Nach Fialas Kiew-Besuch Ukraine-Krieg eint Tschechien
Tschechien steht im Ukraine-Krieg fest an der Seite Kiews. Selbst bisherige Putin-Freunde räumen offen ihre Fehleinschätzung ein. Auf die Reise von Ministerpräsident Fiala nach Kiew ist das Land regelrecht stolz.
Sein Image als etwas dröger Akademiker, der sich nur theoretisch mit der Politik auskennt, hat Petr Fiala schon im vergangenen Wahlkampf abgelegt. Seit Beginn der russischen Invasion in der Ukraine hat er weiter an Format gewonnen. Der tschechische Premier gilt als besonnen, als jemand, der immer den richtigen Ton findet. Jetzt ist eine neue Facette hinzugekommen: Fiala als Politiker mit Mut, der auch persönliche Risiken eingeht.
"Ich hatte keine Angst", sagte er nach der Rückkehr aus Kiew. "Ich wusste auch, dass die Reise mit Risiken verbunden ist. Aber ich denke, das Ziel war wichtiger. Wenn es Zweifel gibt, dann sollte man die am Anfang ausräumen und dann einfach so handeln, dass es gut ausgeht."
Der tschechische Premier neigt nicht dazu, die Dinge irgendwie zu überhöhen.

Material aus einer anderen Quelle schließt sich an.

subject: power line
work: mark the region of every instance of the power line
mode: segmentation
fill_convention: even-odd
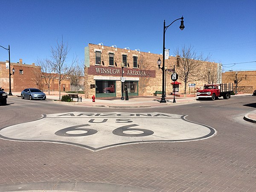
[[[241,64],[242,63],[254,63],[256,61],[249,61],[249,62],[244,62],[243,63],[230,63],[229,64],[222,64],[222,65],[236,65],[236,64]]]

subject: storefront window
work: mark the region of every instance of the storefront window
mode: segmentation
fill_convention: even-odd
[[[128,95],[131,96],[138,96],[138,81],[125,81],[123,84],[124,87],[125,85],[127,87]],[[124,93],[124,89],[123,91]]]

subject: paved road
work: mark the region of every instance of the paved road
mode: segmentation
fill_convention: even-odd
[[[254,192],[256,124],[243,119],[245,114],[255,109],[254,100],[248,96],[164,108],[119,109],[9,98],[10,105],[0,107],[1,128],[34,121],[43,114],[165,113],[186,116],[186,120],[212,128],[217,134],[204,140],[135,143],[96,151],[63,143],[0,139],[0,191],[20,191],[29,186],[42,189],[36,188],[43,186],[78,191],[110,191],[114,186],[123,186],[119,188],[121,191]],[[155,126],[166,126],[166,120],[158,120]],[[52,123],[49,121],[49,126]],[[168,123],[171,127],[172,122]],[[15,131],[16,137],[23,133],[19,128],[13,129],[12,137]],[[27,133],[28,137],[33,131]],[[79,185],[84,188],[77,187]]]

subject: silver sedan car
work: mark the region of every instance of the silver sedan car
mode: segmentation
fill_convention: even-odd
[[[21,91],[21,99],[27,98],[29,100],[41,99],[45,100],[46,96],[44,93],[38,89],[29,88]]]

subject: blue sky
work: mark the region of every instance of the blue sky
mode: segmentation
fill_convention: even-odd
[[[83,60],[88,43],[160,54],[164,20],[168,25],[183,15],[183,31],[180,20],[166,32],[170,55],[191,45],[224,71],[256,70],[255,0],[9,0],[0,7],[0,45],[10,45],[12,62],[49,58],[62,35],[70,48],[67,62],[76,55]],[[0,61],[6,60],[0,47]]]

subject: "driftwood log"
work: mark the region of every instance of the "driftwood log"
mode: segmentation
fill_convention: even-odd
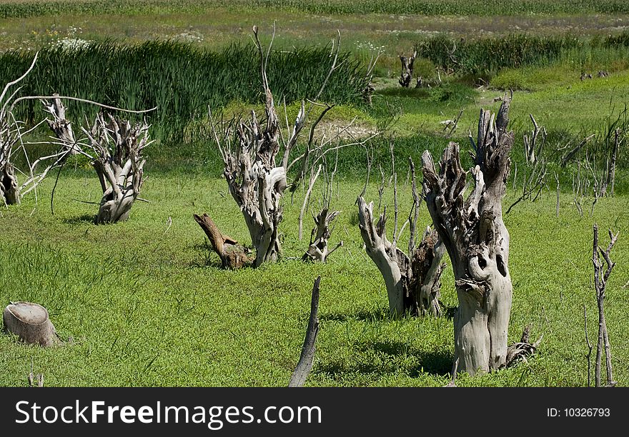
[[[597,387],[600,387],[601,356],[605,348],[605,368],[607,370],[607,386],[613,387],[616,385],[612,375],[612,353],[610,346],[609,334],[607,330],[607,322],[605,320],[605,293],[607,282],[612,270],[616,263],[612,261],[610,253],[616,243],[618,234],[609,231],[610,243],[607,248],[603,250],[598,246],[598,226],[594,223],[594,241],[592,249],[592,263],[594,265],[594,288],[596,291],[596,303],[598,307],[598,340],[596,344],[596,361],[595,364],[595,382]],[[599,256],[599,253],[600,255]],[[603,267],[605,260],[606,268]],[[586,328],[587,329],[587,328]],[[586,331],[587,332],[587,331]]]
[[[409,85],[410,85],[410,81],[412,79],[413,64],[417,56],[417,50],[415,50],[410,56],[400,56],[400,61],[402,64],[402,73],[397,81],[400,82],[400,84],[403,88],[408,88]],[[417,82],[417,88],[420,82]]]
[[[314,227],[310,233],[310,245],[308,250],[302,256],[302,261],[320,261],[325,263],[327,257],[340,247],[342,247],[343,241],[339,243],[330,250],[328,247],[330,237],[332,235],[334,226],[330,224],[340,214],[340,211],[335,211],[331,213],[327,208],[323,208],[317,216],[314,216]]]
[[[194,215],[194,220],[205,232],[212,249],[221,258],[223,268],[240,268],[251,262],[246,249],[238,241],[224,234],[207,214]]]
[[[33,58],[33,62],[28,70],[21,77],[6,84],[0,91],[0,201],[4,205],[19,204],[21,198],[35,190],[48,172],[61,164],[66,154],[65,150],[60,150],[46,156],[30,159],[23,136],[32,131],[38,125],[36,124],[35,127],[30,129],[26,129],[24,124],[18,121],[12,113],[12,108],[16,103],[29,97],[16,98],[20,89],[14,91],[11,88],[28,76],[36,61],[37,54]],[[15,159],[18,151],[24,154],[23,161],[28,163],[26,169],[16,169],[14,165],[12,160]],[[41,164],[46,161],[47,165],[43,167]],[[18,181],[18,174],[25,176],[21,184]]]
[[[15,302],[2,313],[4,332],[17,336],[21,341],[51,346],[60,343],[48,311],[39,303]]]
[[[513,133],[507,131],[510,104],[505,99],[495,116],[481,110],[477,140],[471,140],[474,188],[467,199],[458,144],[445,149],[439,171],[430,152],[422,157],[426,204],[450,256],[459,301],[455,360],[472,375],[499,368],[507,353],[512,287],[501,200],[513,144]]]
[[[321,276],[317,276],[312,286],[312,298],[310,300],[310,318],[308,319],[308,328],[306,330],[306,338],[302,347],[299,361],[288,383],[289,387],[302,387],[306,382],[312,364],[314,361],[314,346],[317,343],[317,335],[319,333],[319,284]]]
[[[142,153],[152,143],[149,125],[146,122],[132,124],[128,120],[98,114],[91,130],[81,128],[88,140],[81,148],[74,137],[71,124],[65,118],[66,110],[61,99],[55,98],[51,103],[44,100],[42,104],[52,115],[48,124],[65,146],[66,153],[87,156],[96,170],[103,196],[94,222],[101,224],[128,219],[144,181],[146,160]]]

Die Reise habe vor allem eine symbolische Wirkung. "Wir müssen wissen und anerkennen, dass sie auch für uns kämpfen, für unsere Unabhängigkeit, für unsere Freiheit, und wir müssen sie in diesem Kampf unterstützen. Deshalb waren wir persönlich dort. Wir fuhren dorthin, um sie wissen zu lassen, dass sie nicht allein sind."
Geld für Kiew - und Waffen
Die tschechische Regierung unterstützt die Ukraine seit Kriegsbeginn kontinuierlich mit Waffen und Geld. Gemeinsam mit der äußerst hilfsbereiten Bevölkerung kümmert sie sich um eine Viertelmillion Menschen, die sich aus der Ukraine nach Tschechien in Sicherheit gebracht haben.
Milos Zeman, der Präsident, bekannte öffentlich, dass er sich in Kreml-Chef Wladimir Putin geirrt habe und mauserte sich zum Verfechter härtester Sanktionen gegen Russland. Die ANO von Ex-Ministerpräsident Andrej Babis versuchte, aus den drastisch gestiegenen Spritpreisen politisch Kapital zu schlagen. Aber auch ihr blieb nun nichts anderes übrig, als die Reise von Fiala nach Kiew zu loben.
"Ich sehe die Reise als ein großartiges Symbol, das den Ukrainern Auftrieb gibt", sagte Jaroslav Bzoch, der für die ANO im Auswärtigen Ausschuss des Parlaments sitzt. "Ich denke, es war ein wichtiger Schritt für ihre Moral, aber wir können nicht leugnen, dass die Reise ihre Risiken hatte."
Präsident Selenskyj kann unter dem fortwährenden Angriffen der russischen Armee in Kiew kaum noch Gäste empfangen. Umso mehr sorgte der Besuch aus Polen, Tschechien und Slowenien für Aufsehen.
Auch die Rechtsradikalen stimmen zu
Selbst von den Rechtsradikalen von Tomio Okamura, die ein ähnlich positives Bild von Putin pflegten, wie die AfD in Deutschland, gab es eine etwas bemühte Anerkennung. "Die Vorteile überwiegen", meinte Jaroslav Basta, ebenfalls Mitglied im Auswärtigen Ausschuss. "Aber ich muss sagen, dass ich mich als Oppositionspolitiker gefreut habe, dass der tschechische Ministerpräsident Teil der europaskeptischen Delegation war." Eine Anspielung auf Fialas Mitreisende, seine Kollegen aus Polen und Slowenien.
Den meisten Menschen in Tschechien dürfte das egal sein. In den sozialen Medien überwiegt der Stolz auf Fiala, auf einen Ministerpräsidenten, der dem Land endlich einmal positive Schlagzeilen in Europa verschaffe und für den man sich nicht ständig schämen müsse.
Bei der Parlamentswahl im vergangenen Herbst lag das von Fiala geführte Parteienbündnis Spolu nur hauchdünn vor der ANO von Andrej Babis. Würde jetzt in Tschechien gewählt, läge die Spolu mit über 32 Prozent rund fünf Punkte vor der ANO.